How we can fight weight stigma:
- Investigate our own biases and challenge them. Ask yourself how scared you are of being fat?
- Diversify stock images when creating materials at home, work, school.
- Read and share (with friends, family, employers, doctors, schools), books articles and studies that speak to the implications of weight stigma on physical and mental health outcomes.
- Speak up when you hear it.
- Speak to your children about body diversity and avoid derogatory language/jokes about being fat.
- Advocate for laws to make it illegal for employers to discriminate against employees because of their weight (weight discrimination is legal in 48 states).
- Request to skip the scale at routine medical exams.
- Stop using the word “obesity”: especially in derogatory contexts; normalize the neutral use of the word fat.
- Stop saying someone “looks good” when they lose weight.
Everyone- in every shape and sized body deserves to be treated for any health issue.
Unfortunately, weight stigma is a major barrier for folx in larger bodies. They don’t get the healthcare they may need and most certainly deserve.
Weight stigma in our diet obsessed culture is directly responsible for epidemic and continued increase of eating disorders and disordered eating.
You cannot tell if someone is struggling with an eating disorder based on the size of their body.
Eating disorders come in all shapes, sizes and colors.

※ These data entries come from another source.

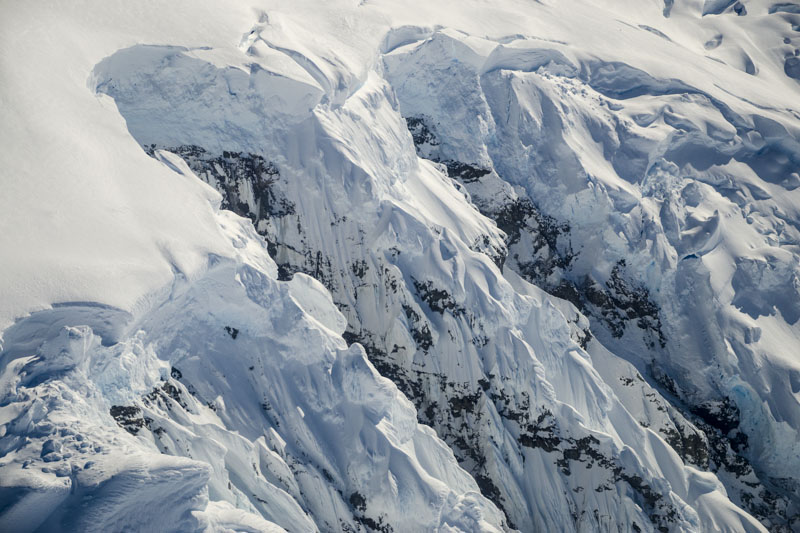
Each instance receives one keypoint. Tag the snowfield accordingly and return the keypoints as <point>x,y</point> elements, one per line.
<point>400,266</point>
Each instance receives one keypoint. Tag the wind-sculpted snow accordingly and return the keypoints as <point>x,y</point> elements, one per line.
<point>491,367</point>
<point>565,232</point>
<point>665,198</point>
<point>233,402</point>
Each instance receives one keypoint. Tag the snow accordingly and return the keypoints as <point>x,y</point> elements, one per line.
<point>154,369</point>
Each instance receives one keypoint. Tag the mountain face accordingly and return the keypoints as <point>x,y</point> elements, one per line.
<point>396,267</point>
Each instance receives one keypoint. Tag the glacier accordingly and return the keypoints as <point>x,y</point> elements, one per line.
<point>378,266</point>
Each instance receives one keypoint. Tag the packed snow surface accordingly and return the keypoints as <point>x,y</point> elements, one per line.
<point>400,266</point>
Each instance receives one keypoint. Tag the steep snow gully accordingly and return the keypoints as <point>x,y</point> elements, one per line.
<point>471,275</point>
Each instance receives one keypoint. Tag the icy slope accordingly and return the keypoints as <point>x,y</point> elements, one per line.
<point>556,141</point>
<point>233,388</point>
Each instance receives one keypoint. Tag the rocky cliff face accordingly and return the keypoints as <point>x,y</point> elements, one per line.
<point>579,272</point>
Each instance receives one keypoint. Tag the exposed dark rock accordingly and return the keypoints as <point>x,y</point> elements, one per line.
<point>128,417</point>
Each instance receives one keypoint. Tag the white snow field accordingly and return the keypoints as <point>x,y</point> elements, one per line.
<point>400,266</point>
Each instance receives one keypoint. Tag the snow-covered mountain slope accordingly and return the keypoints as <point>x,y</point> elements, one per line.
<point>454,175</point>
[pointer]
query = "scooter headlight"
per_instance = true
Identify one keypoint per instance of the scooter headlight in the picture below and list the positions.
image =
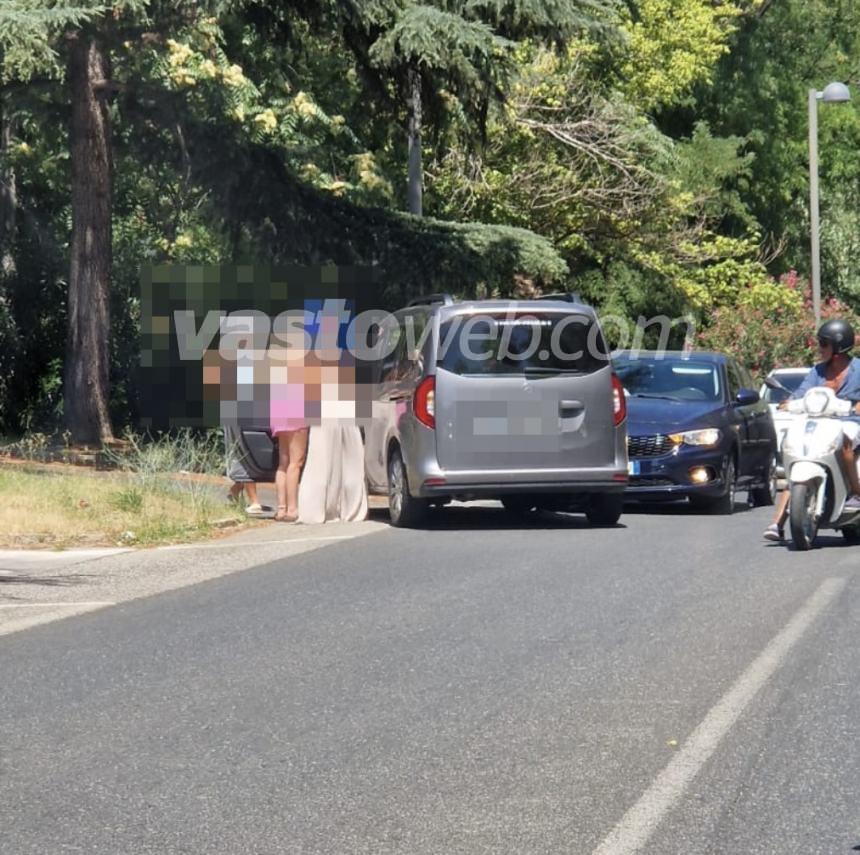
(791, 446)
(816, 401)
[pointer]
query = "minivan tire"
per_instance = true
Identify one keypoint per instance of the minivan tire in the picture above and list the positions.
(605, 509)
(405, 511)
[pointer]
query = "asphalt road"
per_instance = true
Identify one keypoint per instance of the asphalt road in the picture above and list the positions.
(673, 685)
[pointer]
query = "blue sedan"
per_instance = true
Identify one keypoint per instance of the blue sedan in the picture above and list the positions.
(697, 429)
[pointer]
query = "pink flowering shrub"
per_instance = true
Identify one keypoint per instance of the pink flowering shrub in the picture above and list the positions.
(774, 337)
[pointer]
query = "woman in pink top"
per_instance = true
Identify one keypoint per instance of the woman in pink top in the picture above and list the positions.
(289, 426)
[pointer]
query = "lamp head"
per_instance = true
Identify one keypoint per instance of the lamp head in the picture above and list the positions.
(835, 93)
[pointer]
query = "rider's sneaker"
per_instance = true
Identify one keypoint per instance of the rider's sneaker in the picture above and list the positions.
(774, 532)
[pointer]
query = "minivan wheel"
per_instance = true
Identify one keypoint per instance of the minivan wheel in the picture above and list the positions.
(605, 508)
(405, 511)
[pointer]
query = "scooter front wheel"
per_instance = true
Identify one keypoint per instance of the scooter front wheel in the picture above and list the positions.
(804, 525)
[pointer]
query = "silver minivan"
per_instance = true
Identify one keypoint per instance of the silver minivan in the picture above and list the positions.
(509, 400)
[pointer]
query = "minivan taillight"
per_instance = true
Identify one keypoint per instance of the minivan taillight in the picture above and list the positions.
(424, 402)
(619, 401)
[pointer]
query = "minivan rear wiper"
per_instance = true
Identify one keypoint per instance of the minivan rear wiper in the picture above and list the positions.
(547, 371)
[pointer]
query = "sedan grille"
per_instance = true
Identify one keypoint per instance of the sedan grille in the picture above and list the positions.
(649, 446)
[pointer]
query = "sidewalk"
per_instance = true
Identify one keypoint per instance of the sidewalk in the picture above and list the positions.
(40, 586)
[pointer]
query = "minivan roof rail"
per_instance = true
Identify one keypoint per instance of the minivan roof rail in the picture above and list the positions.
(429, 299)
(565, 296)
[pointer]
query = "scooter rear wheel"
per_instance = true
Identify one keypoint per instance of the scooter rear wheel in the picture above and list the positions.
(804, 525)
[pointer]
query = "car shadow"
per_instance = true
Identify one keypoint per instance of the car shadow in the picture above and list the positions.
(485, 518)
(679, 508)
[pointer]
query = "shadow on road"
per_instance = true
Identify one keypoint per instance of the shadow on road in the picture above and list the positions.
(48, 581)
(678, 509)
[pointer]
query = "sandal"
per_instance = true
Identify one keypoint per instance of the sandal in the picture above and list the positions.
(283, 516)
(774, 533)
(257, 510)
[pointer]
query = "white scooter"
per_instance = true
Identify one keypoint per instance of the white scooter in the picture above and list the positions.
(811, 451)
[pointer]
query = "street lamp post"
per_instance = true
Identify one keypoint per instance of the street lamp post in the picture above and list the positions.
(833, 93)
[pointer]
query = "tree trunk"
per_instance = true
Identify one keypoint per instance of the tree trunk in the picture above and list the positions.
(416, 168)
(86, 387)
(8, 194)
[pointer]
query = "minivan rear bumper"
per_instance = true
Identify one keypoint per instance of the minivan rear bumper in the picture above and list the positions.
(496, 484)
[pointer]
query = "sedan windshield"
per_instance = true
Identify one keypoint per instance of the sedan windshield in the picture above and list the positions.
(673, 378)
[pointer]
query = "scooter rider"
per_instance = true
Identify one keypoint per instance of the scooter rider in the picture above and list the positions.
(839, 371)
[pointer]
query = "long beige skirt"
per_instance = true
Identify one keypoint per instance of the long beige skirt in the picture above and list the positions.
(332, 485)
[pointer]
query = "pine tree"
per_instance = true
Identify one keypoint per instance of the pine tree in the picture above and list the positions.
(416, 49)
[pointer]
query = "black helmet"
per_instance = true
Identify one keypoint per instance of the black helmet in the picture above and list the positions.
(839, 333)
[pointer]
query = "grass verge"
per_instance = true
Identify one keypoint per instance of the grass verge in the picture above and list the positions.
(42, 507)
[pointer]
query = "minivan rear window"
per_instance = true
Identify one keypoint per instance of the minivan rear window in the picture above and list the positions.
(534, 343)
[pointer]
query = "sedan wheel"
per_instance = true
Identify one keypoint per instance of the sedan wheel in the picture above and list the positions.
(766, 494)
(724, 504)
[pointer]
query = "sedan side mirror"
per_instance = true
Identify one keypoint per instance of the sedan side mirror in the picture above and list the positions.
(746, 398)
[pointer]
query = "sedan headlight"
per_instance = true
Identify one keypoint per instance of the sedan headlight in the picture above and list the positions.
(702, 438)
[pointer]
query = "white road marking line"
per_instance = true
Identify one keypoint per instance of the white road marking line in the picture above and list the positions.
(256, 542)
(90, 604)
(642, 820)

Another sad result of weight stigma, is that people in larger bodies internalize these messages that something is wrong with them because they are in a larger body. Diet culture and everyone around them reinforces these toxic beliefs. This leads to body loathing and increased body shame. When someone feels intense body shame they are less likely to engage in good self-care behaviors.
Let’s make the world a safer place for fat people.
Let’s end the harm done by weight stigma.
What can you do today to help this fight?